Fans of old movies - and George Clooney - will be immediately seduced by 'The Good German'. Directed by Steven Soderbergh and based on the novel by Joseph Kanon, it is a stylish film noir homage shot in handsome black-and-white. From the poster design to the opening credits, the old-fashioned orchestral score by Thomas Newman to the archive footage of Berlin in 1945 that Soderbergh integrates into his movie, this is filmmaking from another era. 

War correspondent Jake Geismer (Clooney) is in post-war Berlin to cover the Potsdam Peace Conference. As Allied leaders meet to deliberate the fate of a vanquished Germany and a newly liberated Europe, Jake's attention is focused elsewhere. He gets involved in an investigation involving his murdered driver - a rotten-to the-core GI called Patrick Tully (Maguire) - and former mistress Lena Brandt (Blanchett). Tully, Lena's current squeeze, is moonlighting as a smuggler until he gets curious about her theoretically deceased Nazi scientist husband and turns up in the river adjacent to the Potsdam Conference with a bullet in his back. In this atmosphere no one can be trusted and everybody can be bought - for a price.

A shadowy thriller, 'The Good German' twists and turns around and into itself in the best noir tradition as Jake stumbles and fumbles his way, several beatings later, to an unsavoury truth. But this movie is not about the ending or, unfortunately, the plot - it's about the elegant way that it gets there.

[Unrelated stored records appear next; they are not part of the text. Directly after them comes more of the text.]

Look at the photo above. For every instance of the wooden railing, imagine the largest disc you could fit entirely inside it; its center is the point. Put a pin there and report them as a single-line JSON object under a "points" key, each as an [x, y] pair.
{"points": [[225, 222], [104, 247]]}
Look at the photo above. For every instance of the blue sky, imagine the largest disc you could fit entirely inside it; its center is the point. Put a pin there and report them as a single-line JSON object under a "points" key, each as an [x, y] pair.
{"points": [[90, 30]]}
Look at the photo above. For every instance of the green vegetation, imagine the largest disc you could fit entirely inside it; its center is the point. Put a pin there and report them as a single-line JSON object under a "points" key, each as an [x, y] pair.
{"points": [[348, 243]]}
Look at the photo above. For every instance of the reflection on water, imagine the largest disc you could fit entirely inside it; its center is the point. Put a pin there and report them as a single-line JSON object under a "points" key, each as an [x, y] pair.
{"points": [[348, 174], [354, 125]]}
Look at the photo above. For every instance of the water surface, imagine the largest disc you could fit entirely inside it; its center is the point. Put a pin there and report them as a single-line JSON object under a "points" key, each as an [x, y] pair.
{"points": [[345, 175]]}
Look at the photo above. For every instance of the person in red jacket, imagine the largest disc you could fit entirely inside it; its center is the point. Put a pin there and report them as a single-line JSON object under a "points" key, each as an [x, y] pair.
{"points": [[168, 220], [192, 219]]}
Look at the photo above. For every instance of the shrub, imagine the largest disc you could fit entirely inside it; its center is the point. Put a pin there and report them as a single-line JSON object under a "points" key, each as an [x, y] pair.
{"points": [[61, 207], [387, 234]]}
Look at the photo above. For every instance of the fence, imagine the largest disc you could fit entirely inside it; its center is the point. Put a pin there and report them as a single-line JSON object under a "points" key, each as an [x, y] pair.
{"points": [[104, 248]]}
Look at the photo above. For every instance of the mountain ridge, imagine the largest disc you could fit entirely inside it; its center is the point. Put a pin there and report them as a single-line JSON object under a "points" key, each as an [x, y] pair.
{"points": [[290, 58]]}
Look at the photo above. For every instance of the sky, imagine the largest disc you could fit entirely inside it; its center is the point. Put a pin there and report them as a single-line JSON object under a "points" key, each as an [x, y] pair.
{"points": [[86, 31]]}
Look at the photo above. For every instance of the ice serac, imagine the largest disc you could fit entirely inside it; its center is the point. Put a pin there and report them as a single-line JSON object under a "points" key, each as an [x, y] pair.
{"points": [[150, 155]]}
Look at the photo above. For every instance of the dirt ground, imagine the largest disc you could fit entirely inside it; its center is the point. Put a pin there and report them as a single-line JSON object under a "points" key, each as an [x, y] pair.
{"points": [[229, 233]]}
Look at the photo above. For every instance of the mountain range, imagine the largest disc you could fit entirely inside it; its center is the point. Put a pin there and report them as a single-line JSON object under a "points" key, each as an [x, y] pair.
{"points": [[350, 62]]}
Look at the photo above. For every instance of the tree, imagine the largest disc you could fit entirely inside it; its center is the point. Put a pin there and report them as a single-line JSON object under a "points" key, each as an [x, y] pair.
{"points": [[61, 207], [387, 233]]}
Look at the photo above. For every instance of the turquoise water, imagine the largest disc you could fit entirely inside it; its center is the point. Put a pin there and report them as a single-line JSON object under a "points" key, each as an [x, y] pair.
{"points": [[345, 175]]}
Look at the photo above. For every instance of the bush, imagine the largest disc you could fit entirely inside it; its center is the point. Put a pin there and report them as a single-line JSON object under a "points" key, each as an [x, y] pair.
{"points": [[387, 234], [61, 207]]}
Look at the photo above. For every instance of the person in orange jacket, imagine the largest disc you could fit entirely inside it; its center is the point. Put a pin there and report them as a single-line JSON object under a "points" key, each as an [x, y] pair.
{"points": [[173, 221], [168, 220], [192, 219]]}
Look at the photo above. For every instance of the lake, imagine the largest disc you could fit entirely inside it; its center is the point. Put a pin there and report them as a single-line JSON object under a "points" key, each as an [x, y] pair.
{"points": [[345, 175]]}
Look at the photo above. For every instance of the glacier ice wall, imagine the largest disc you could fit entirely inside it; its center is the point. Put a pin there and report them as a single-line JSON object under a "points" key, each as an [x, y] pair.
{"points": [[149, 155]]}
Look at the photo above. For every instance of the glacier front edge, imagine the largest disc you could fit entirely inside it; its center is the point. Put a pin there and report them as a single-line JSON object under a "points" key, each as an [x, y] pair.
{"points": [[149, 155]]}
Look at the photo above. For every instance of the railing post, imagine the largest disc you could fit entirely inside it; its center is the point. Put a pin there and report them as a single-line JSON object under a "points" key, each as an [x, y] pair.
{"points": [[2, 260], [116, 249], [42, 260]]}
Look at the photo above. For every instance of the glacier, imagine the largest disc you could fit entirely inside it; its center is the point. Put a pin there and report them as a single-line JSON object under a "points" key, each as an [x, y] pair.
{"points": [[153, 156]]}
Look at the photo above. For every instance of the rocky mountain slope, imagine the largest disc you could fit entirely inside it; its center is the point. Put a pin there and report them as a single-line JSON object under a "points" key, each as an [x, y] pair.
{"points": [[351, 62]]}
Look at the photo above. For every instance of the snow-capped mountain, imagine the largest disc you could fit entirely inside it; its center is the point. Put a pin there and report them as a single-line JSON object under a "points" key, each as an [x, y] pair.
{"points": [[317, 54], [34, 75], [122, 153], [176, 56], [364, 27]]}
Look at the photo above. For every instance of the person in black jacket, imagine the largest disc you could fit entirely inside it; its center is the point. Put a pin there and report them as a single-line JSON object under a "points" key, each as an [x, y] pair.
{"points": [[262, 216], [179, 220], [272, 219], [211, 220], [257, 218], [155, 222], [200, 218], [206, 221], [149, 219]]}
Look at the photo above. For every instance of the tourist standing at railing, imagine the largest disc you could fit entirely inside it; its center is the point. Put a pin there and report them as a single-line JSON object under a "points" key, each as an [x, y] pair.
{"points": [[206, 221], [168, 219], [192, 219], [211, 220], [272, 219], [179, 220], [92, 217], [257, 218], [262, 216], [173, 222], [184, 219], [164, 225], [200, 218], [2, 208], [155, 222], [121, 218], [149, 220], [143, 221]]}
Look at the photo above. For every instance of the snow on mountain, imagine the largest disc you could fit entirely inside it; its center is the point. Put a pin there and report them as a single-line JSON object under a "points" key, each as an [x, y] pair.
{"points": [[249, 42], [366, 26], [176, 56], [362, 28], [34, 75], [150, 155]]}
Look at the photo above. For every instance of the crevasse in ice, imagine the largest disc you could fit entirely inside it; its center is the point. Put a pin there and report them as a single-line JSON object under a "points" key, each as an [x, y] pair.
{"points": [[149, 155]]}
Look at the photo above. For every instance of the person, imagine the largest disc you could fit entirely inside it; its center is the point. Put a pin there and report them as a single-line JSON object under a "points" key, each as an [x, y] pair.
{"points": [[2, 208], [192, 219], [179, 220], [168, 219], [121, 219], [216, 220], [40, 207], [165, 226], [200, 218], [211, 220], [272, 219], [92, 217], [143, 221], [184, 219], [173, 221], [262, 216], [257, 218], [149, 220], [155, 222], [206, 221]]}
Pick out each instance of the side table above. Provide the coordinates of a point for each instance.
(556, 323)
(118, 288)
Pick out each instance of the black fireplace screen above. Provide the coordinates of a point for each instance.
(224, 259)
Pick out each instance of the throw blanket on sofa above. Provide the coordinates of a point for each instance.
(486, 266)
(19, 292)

Soderbergh concentrates so much on reproducing the mise-en-scène of the 1940s that the characters suffer. It is difficult to become involved in a film when you don't really care about anyone on screen. Tully is a belligerent bully. Lovelorn punchbag Jake never manages to rekindle any old flames or any kind of spark with the chilly, beautiful Lena. Moral and ethical questions about war crimes and the things people do to survive are touched on but not delved into enough to engage an audience.

As proved in last year's 'Good Night, And Good Luck', George Clooney has the kind of face that is perfectly suited to black-and-white. Filling out a service uniform solidly, he is an ideal war-weary hack. Cate Blanchett, too, makes a convincing retro lead. An impeccable femme fatale, complete with a throaty, indeterminate-accented voice, she looks and plays the final 'Casablanca'-homage scene to perfection. The one actor that seems most out of place and his own time is the squeaky-voiced, baby-faced Tobey Maguire.

With more than a few nods to the all-time war film classic 'Casablanca', as well as a few in the direction of 'The Third Man' and even 'Chinatown', 'The Good German' may be a treat for cineastes but will leave the cineplexes cold.